Since you will have duplicate IDs in your final database ("1" gets split over two segments in your example), keeping the database in date->ID format as opposed to ID->range seems preferred in the end.

Now for obvious optimizations - of course don't keep the list of IDs with each date record. Just fill in a date->ID table with null IDs, and while filling it in with final records, replace value largest record found so far:

create table of all date entries, [date -> ID]
for each record in your original table:
- select dates in range from-to,
- if any has ID value null or lower than currently checked record ID, fill in with current ID.
Then concatenate - if next record has same ID as previous, remove next.
in the end, you may want to denormalize a bit, replace extracting two consecutive records for a range with [date -> ID,length], or [date -> ID,end_date]

Adding new record is just like one iteration of the operation of creation. Removing a record, on the other hand, seems to be quite tricky.

Effectively you want to stack the data, and select the maximum from the stack.

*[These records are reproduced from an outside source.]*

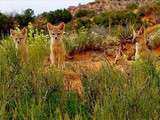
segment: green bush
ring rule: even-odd
[[[8,24],[9,24],[9,21],[7,16],[0,12],[0,38],[2,37],[1,35],[3,33],[6,33],[8,31],[7,30],[9,28]]]
[[[127,9],[130,9],[130,10],[134,10],[134,9],[137,9],[138,8],[138,5],[133,3],[133,4],[130,4],[130,5],[127,5],[126,6]]]
[[[80,29],[81,27],[89,28],[91,27],[92,22],[89,18],[79,18],[77,19],[76,28]]]
[[[50,11],[47,15],[47,21],[52,24],[57,24],[60,22],[67,23],[71,20],[72,20],[72,14],[69,11],[67,11],[66,9]]]

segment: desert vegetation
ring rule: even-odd
[[[156,7],[156,13],[159,5],[149,4]],[[67,10],[38,16],[31,9],[15,16],[1,13],[0,119],[160,119],[160,31],[155,27],[147,33],[157,24],[143,20],[148,9],[131,4],[124,10],[100,14],[81,10],[75,16]],[[40,21],[41,27],[35,21]],[[63,42],[72,57],[66,58],[64,69],[57,69],[50,66],[46,23],[62,21],[66,23]],[[146,27],[147,45],[155,51],[155,63],[134,59],[132,32],[141,26]],[[23,27],[28,29],[28,64],[17,58],[9,34],[10,28],[20,31]],[[131,75],[113,64],[119,49],[132,61]]]

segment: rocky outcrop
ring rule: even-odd
[[[85,5],[80,5],[78,7],[70,6],[67,10],[70,11],[73,15],[78,10],[94,10],[100,13],[112,9],[125,9],[127,5],[133,3],[142,6],[144,4],[148,4],[154,1],[156,0],[95,0],[94,2],[90,2]]]

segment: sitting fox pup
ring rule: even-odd
[[[27,64],[28,57],[29,57],[28,49],[25,44],[27,29],[23,28],[23,30],[21,32],[17,32],[15,30],[11,29],[10,32],[11,32],[12,38],[16,44],[17,57],[20,57],[21,60],[23,59],[25,61],[25,63]]]
[[[151,50],[148,49],[145,40],[145,28],[141,27],[139,31],[133,30],[133,40],[136,42],[135,59],[139,60],[154,60],[154,55]]]
[[[121,65],[122,72],[125,72],[127,75],[131,75],[132,68],[127,59],[124,58],[122,51],[119,51],[116,55],[114,64]]]
[[[51,37],[51,65],[55,64],[58,68],[64,68],[66,51],[62,41],[62,36],[65,24],[62,22],[59,26],[52,26],[50,23],[47,23],[47,28]]]

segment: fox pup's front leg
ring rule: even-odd
[[[57,60],[56,60],[55,53],[51,52],[50,59],[51,59],[51,65],[50,66],[52,66],[54,64],[57,67]]]
[[[58,56],[58,68],[60,67],[65,67],[65,55],[63,53]]]

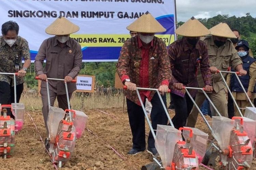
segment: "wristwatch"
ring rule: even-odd
[[[123,84],[124,84],[126,82],[131,82],[131,80],[130,80],[130,79],[125,79],[125,80],[124,80],[124,81],[123,82]]]

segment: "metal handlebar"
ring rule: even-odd
[[[124,89],[127,89],[127,86],[125,85],[124,86],[123,86],[123,88],[124,88]],[[165,110],[165,113],[166,114],[166,116],[167,116],[167,118],[168,118],[168,120],[169,120],[169,121],[170,122],[170,123],[171,124],[171,125],[173,127],[174,127],[174,125],[173,125],[173,124],[172,123],[172,120],[171,119],[171,118],[170,117],[169,113],[168,113],[168,111],[167,111],[167,108],[166,108],[165,105],[165,104],[163,103],[163,101],[162,99],[162,97],[161,96],[161,95],[160,94],[160,93],[159,92],[159,90],[158,90],[158,89],[157,88],[142,88],[142,87],[136,87],[136,92],[137,93],[137,95],[138,96],[138,98],[139,98],[139,100],[140,101],[140,102],[141,104],[141,107],[142,107],[142,110],[143,110],[143,112],[144,112],[144,114],[145,115],[145,117],[146,117],[146,119],[147,121],[147,123],[148,124],[148,126],[150,126],[150,131],[151,132],[151,133],[152,134],[152,135],[153,136],[153,137],[154,137],[154,139],[156,139],[156,135],[155,134],[155,133],[154,132],[154,129],[153,129],[153,128],[152,127],[152,125],[151,125],[151,124],[150,123],[150,120],[149,118],[148,118],[148,116],[147,115],[147,112],[146,111],[146,109],[145,108],[145,106],[144,106],[144,105],[143,104],[143,102],[142,102],[142,100],[141,99],[141,98],[140,97],[140,92],[139,92],[139,90],[144,90],[156,91],[157,93],[157,95],[158,96],[158,97],[159,97],[159,98],[160,99],[160,101],[161,101],[161,102],[162,103],[162,105],[163,107],[163,108]],[[168,90],[168,92],[171,92],[171,90],[169,89]]]
[[[211,103],[211,104],[212,106],[213,107],[213,108],[214,109],[215,111],[216,112],[216,113],[218,114],[218,115],[219,115],[220,117],[222,117],[220,113],[219,112],[218,109],[217,109],[216,107],[215,106],[215,105],[214,105],[213,103],[212,102],[212,100],[211,100],[211,99],[209,97],[209,96],[207,95],[207,94],[206,94],[205,92],[204,91],[204,88],[199,88],[198,87],[185,87],[183,86],[183,89],[185,89],[186,90],[186,92],[187,94],[188,95],[188,96],[190,98],[190,99],[191,99],[191,100],[192,101],[193,103],[194,104],[194,105],[195,105],[195,106],[196,107],[196,108],[197,109],[197,110],[198,110],[198,112],[199,112],[199,113],[202,116],[202,117],[203,118],[203,119],[204,121],[204,122],[205,122],[205,123],[206,123],[207,125],[208,126],[208,127],[209,128],[209,129],[212,132],[212,127],[211,127],[211,125],[210,125],[209,123],[208,122],[208,121],[207,121],[207,120],[206,120],[206,118],[205,118],[204,116],[203,115],[203,114],[202,112],[202,111],[201,111],[201,110],[200,110],[200,108],[199,108],[199,107],[198,107],[198,106],[197,104],[196,103],[195,101],[194,100],[194,99],[191,96],[191,95],[190,95],[190,93],[188,91],[188,89],[194,89],[195,90],[201,90],[203,92],[203,93],[204,95],[204,96],[205,96],[205,97],[206,97],[206,98],[208,99],[208,101],[209,101],[209,102],[210,102],[210,103]]]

I have had to implement something similar to this before and the approach we used, which gave us a bit more flexibility than you require, so may not be appropriate was to do this:

Have an object for managing the records, and add each record to this object. when a record is added create a new date range and associate the value of the record with the range. Then check if the range overlaps with any other existing range. If it does overlap, then create a new range for each overlap and associate all of the values on the both/all (depending on if you do it as you add each range, or in a single pass) the overlapped ranges with the new range. This can either be done as you add the data, or in a single pass once all data has been added.

At the end you have a object which contains unique ranges, each of which has a collection of values associated with it, a bit like your picture above.

       |666|666666|6666|
       |   |      |4444|444|444444444444|4444444|         |55555|55555|
       |   |222222|2222|222|            |3333333|333333333|33333|     |       |7777777
1111111|111|111111|1111|111|111111111111|1111111|111111111|11111|11111|1111111|

You can then provide a class with a flattening function (probably using the strategy pattern) which will convert the unique ranges with collections of values into unique ranges with a single value, this will obviously concatenate ranges which end up with the same value.

You would want a class which selects the maximum value from each unique range, but you might also want to select the minimum value, sum the values, average them, count them etc etc. Each of these options can be done by passing a different implementation of the strategy.

As I said this approach might be less efficient than an approach which only selects the maximum value, as you wouldn't need to keep all the values in the stack in that case, but the implementation was fairly straight forward as I remember.